Chocolate Stout Cake
Adapted from the Barrington Brewery in Great Barrington, MA via Bon Appetit
This recipe was originally intended to make a layer cake of 3 8-inch rounds. Upon many reviewers’ suggestions, I halved it and it fit perfectly in a bundt pan. The halved amount is below, and the icing replaced with a simple ganache.
1 cup (235 ml) stout (such as Guinness)
1 cup (2 sticks, 8 ounces or 230 grams) unsalted butter
3/4 cup (65 grams) unsweetened cocoa powder (preferably Dutch-process)
2 cups (230 grams) all purpose flour
2 cups (400 grams) granulated sugar
1 1/2 teaspoons baking soda
3/4 teaspoon salt
2 large eggs
2/3 cup (160 grams) sour cream
6 ounces (170 grams) good semisweet chocolate chips
6 tablespoons (90 ml) heavy cream
3/4 teaspoon instant coffee granules
Preheat oven to 350°F. Butter or spray a bundt pan well; make sure you get in all of the nooks and crannies. (Some people even go so far as to brush the inside of their bundt pans with melted butter–you cannot be too careful!). Bring 1 cup stout and 1 cup butter to simmer in heavy large saucepan over medium heat. Add cocoa powder and whisk until mixture is smooth. Cool slightly.

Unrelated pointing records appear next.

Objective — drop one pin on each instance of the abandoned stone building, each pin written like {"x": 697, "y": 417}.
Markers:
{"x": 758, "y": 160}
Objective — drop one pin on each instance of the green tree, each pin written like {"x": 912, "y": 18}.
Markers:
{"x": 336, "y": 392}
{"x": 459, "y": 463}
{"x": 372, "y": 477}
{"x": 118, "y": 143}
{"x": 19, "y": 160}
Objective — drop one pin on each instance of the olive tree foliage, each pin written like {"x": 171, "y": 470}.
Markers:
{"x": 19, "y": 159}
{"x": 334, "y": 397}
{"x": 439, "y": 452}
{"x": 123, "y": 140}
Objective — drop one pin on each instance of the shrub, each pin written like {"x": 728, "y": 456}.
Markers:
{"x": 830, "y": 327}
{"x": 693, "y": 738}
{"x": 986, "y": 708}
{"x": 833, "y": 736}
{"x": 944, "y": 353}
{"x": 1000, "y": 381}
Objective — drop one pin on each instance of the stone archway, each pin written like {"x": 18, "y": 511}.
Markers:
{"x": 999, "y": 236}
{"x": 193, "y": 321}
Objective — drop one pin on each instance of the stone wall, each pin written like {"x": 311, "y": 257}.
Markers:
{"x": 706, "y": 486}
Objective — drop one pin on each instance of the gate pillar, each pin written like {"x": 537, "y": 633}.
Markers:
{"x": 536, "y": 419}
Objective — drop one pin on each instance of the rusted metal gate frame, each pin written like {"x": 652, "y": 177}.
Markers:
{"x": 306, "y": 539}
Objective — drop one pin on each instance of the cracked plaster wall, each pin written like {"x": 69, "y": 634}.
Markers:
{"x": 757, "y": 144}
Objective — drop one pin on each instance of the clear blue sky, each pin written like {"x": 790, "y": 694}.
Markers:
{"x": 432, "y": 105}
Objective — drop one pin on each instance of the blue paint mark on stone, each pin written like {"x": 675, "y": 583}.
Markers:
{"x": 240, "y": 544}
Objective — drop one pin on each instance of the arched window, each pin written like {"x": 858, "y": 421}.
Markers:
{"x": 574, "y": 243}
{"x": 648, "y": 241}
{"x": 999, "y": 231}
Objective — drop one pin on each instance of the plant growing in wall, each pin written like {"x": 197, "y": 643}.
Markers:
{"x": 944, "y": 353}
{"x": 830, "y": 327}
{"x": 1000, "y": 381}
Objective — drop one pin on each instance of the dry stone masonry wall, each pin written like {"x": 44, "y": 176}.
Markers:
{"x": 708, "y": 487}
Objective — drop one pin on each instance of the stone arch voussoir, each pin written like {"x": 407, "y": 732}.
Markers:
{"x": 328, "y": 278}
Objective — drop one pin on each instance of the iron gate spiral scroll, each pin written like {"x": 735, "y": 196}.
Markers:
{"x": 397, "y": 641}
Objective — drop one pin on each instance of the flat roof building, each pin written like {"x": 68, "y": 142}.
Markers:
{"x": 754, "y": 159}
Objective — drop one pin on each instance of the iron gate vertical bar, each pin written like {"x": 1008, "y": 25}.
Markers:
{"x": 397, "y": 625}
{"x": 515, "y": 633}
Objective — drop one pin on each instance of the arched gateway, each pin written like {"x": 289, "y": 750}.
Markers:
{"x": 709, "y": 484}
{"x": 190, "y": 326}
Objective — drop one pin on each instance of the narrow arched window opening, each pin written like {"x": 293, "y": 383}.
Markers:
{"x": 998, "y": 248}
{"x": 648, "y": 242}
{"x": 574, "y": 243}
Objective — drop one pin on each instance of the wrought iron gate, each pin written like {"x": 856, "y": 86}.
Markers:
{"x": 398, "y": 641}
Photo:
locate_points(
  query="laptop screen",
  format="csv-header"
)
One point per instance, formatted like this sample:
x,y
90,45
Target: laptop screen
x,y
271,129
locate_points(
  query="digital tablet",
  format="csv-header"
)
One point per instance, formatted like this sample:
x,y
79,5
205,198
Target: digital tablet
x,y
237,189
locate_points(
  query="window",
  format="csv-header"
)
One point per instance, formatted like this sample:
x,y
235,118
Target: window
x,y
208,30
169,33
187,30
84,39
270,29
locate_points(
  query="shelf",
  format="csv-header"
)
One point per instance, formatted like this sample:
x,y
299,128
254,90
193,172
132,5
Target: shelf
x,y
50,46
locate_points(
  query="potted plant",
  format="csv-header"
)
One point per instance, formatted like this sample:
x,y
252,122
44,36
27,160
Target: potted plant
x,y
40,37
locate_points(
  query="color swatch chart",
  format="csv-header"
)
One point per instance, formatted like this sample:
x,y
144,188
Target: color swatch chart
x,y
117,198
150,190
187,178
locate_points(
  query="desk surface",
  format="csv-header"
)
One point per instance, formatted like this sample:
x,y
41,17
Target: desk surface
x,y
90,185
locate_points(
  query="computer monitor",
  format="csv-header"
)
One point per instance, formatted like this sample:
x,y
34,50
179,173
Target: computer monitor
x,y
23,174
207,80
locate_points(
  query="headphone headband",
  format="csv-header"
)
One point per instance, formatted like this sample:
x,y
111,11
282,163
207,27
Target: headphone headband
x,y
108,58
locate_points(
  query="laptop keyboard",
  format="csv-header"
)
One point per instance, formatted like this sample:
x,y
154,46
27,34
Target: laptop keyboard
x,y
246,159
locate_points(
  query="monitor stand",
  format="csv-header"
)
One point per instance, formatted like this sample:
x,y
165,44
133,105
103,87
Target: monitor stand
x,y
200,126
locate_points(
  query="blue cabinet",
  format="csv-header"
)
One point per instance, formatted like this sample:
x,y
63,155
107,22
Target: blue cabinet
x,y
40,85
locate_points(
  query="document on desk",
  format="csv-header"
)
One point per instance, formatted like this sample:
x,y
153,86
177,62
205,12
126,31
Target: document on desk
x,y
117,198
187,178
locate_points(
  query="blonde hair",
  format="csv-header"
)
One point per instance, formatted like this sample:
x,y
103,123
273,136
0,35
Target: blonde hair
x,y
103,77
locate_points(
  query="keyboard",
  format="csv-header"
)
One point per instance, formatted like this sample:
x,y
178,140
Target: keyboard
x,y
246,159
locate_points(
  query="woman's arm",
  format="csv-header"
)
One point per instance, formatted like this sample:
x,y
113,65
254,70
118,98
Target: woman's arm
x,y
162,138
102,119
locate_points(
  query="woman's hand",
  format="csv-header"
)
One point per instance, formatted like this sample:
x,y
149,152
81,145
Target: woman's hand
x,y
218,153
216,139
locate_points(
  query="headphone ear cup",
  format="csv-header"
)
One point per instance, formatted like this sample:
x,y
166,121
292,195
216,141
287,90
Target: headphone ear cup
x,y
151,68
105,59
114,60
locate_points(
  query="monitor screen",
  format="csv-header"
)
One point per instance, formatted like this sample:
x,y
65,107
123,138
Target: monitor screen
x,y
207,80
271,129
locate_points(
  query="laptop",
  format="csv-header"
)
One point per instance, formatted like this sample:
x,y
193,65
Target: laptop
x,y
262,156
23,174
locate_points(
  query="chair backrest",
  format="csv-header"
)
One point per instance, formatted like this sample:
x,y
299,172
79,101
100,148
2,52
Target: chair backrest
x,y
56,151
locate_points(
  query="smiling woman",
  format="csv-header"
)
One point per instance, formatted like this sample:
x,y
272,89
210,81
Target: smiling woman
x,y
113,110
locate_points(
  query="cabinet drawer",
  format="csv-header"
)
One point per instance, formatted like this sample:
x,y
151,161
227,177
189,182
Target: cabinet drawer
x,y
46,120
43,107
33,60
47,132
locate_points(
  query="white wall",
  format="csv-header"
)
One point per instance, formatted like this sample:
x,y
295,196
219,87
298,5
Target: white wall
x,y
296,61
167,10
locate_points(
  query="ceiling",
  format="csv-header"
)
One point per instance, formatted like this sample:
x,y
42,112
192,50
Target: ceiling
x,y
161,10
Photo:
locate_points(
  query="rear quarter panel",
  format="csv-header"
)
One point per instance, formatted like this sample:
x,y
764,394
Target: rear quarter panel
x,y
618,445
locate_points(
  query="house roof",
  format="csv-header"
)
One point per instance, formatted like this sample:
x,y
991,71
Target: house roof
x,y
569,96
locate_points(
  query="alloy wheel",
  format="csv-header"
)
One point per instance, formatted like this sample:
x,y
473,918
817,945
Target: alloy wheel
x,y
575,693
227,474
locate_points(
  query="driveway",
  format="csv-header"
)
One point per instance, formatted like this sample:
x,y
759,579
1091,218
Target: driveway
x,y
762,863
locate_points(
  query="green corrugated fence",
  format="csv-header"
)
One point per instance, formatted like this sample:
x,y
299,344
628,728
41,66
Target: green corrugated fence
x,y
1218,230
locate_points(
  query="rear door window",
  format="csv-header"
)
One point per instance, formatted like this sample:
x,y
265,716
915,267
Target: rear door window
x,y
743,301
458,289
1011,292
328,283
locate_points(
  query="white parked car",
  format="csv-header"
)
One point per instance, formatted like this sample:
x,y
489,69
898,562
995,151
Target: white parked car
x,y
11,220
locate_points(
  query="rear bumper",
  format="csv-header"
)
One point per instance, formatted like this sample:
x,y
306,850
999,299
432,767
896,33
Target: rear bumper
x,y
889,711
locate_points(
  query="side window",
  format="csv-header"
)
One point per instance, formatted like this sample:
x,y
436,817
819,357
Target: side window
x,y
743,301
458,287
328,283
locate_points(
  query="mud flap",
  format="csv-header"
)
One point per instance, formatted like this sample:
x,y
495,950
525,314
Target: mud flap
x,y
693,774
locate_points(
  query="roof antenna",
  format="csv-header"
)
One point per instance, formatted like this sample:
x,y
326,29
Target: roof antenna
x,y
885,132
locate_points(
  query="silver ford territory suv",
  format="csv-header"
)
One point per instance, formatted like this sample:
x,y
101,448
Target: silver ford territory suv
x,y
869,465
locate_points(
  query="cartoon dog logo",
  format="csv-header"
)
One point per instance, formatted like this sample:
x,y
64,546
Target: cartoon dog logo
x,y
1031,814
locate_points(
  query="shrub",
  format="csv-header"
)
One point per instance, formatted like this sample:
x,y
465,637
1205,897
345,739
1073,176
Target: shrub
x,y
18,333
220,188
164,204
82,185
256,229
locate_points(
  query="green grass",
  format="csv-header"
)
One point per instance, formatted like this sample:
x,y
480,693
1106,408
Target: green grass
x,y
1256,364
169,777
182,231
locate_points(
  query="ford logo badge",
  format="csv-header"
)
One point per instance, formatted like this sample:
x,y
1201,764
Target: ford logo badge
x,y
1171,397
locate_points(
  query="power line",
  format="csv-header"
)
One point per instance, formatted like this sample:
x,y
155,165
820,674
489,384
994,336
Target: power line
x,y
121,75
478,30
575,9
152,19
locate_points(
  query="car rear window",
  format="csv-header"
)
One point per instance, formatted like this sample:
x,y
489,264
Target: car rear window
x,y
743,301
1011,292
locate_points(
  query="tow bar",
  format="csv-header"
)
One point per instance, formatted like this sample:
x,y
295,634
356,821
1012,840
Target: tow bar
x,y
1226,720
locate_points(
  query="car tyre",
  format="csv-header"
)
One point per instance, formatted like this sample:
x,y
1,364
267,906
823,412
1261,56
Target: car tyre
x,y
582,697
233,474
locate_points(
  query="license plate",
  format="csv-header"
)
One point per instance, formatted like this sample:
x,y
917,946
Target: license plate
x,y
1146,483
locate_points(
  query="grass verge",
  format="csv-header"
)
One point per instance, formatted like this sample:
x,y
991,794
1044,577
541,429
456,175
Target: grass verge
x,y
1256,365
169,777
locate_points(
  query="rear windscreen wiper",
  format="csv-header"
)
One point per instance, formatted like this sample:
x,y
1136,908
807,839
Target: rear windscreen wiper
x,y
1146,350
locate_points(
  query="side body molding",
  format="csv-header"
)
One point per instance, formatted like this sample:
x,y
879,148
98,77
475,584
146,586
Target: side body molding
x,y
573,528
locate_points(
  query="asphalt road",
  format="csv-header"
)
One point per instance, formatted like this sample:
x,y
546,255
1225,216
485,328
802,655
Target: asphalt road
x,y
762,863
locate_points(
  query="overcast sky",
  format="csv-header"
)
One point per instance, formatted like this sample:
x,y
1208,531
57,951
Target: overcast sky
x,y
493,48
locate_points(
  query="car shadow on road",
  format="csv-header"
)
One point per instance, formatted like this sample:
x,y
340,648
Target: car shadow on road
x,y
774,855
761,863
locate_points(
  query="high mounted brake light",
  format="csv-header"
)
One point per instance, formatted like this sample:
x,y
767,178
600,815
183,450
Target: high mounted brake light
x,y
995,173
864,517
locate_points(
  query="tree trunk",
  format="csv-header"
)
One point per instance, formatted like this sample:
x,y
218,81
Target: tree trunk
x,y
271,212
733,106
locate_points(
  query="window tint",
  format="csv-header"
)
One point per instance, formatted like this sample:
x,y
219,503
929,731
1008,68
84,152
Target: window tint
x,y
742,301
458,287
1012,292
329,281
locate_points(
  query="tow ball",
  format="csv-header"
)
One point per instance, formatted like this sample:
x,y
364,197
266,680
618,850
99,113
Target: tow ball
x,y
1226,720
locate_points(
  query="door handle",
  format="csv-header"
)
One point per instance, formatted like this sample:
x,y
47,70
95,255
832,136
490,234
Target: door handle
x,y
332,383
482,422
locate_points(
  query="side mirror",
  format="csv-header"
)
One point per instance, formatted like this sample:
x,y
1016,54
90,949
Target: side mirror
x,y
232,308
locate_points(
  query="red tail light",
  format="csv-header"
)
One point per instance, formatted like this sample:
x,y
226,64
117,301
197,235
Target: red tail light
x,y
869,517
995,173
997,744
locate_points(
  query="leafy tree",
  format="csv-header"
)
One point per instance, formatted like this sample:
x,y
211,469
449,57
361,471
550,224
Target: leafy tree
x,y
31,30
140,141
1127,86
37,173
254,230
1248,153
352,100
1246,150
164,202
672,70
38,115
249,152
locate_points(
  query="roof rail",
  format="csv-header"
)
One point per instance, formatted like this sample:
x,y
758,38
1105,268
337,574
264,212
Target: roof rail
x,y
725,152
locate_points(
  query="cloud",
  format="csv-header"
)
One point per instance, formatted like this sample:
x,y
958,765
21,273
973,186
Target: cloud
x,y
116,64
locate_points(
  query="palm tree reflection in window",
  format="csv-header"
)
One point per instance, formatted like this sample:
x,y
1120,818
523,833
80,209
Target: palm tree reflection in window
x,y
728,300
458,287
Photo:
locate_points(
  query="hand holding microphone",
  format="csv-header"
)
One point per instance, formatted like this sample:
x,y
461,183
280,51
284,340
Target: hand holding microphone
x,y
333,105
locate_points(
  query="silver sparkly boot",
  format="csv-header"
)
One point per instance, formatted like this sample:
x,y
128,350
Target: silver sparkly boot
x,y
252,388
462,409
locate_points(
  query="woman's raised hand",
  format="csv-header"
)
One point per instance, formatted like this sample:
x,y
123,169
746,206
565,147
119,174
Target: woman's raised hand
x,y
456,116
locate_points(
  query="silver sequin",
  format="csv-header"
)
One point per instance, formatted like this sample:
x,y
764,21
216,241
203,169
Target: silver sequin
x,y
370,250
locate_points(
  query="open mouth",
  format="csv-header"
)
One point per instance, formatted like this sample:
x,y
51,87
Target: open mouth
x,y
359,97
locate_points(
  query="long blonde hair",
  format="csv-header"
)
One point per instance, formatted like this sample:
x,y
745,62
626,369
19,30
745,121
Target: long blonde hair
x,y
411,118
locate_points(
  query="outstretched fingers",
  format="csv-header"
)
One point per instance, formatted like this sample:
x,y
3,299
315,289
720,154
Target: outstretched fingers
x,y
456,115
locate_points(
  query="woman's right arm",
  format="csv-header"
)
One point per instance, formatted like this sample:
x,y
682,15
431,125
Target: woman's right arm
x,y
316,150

Whisk flour, sugar, baking soda, and 3/4 teaspoon salt in large bowl to blend. Using electric mixer, beat eggs and sour cream in another large bowl to blend. Add stout-chocolate mixture to egg mixture and beat just to combine. Add flour mixture and beat briefly on slow speed. Using rubber spatula, fold batter until completely combined. Pour batter into prepared pan. Bake cake until tester inserted into center comes out clean, about 35 minutes. Transfer cake to rack; cool completely in the pan, then turn cake out onto rack for drizzling ganache.*
For the ganache, melt the chocolate, heavy cream, and coffee in the top of a double boiler over simmering water until smooth and warm, stirring occasionally. Drizzle over the top of cooled cake.
* Update 3/25/08: Previously, the instructions suggested that you cool the cake for only 10 minutes in the pan before flipping it out onto a cooling rack and cooling it the rest of the way. After several conversations with readers/test cooks who found that their cake stuck a little, awesome reader Susan tried to cool the cake completely in the pan before releasing it and nothing stuck. I agree that this might be a better way to go.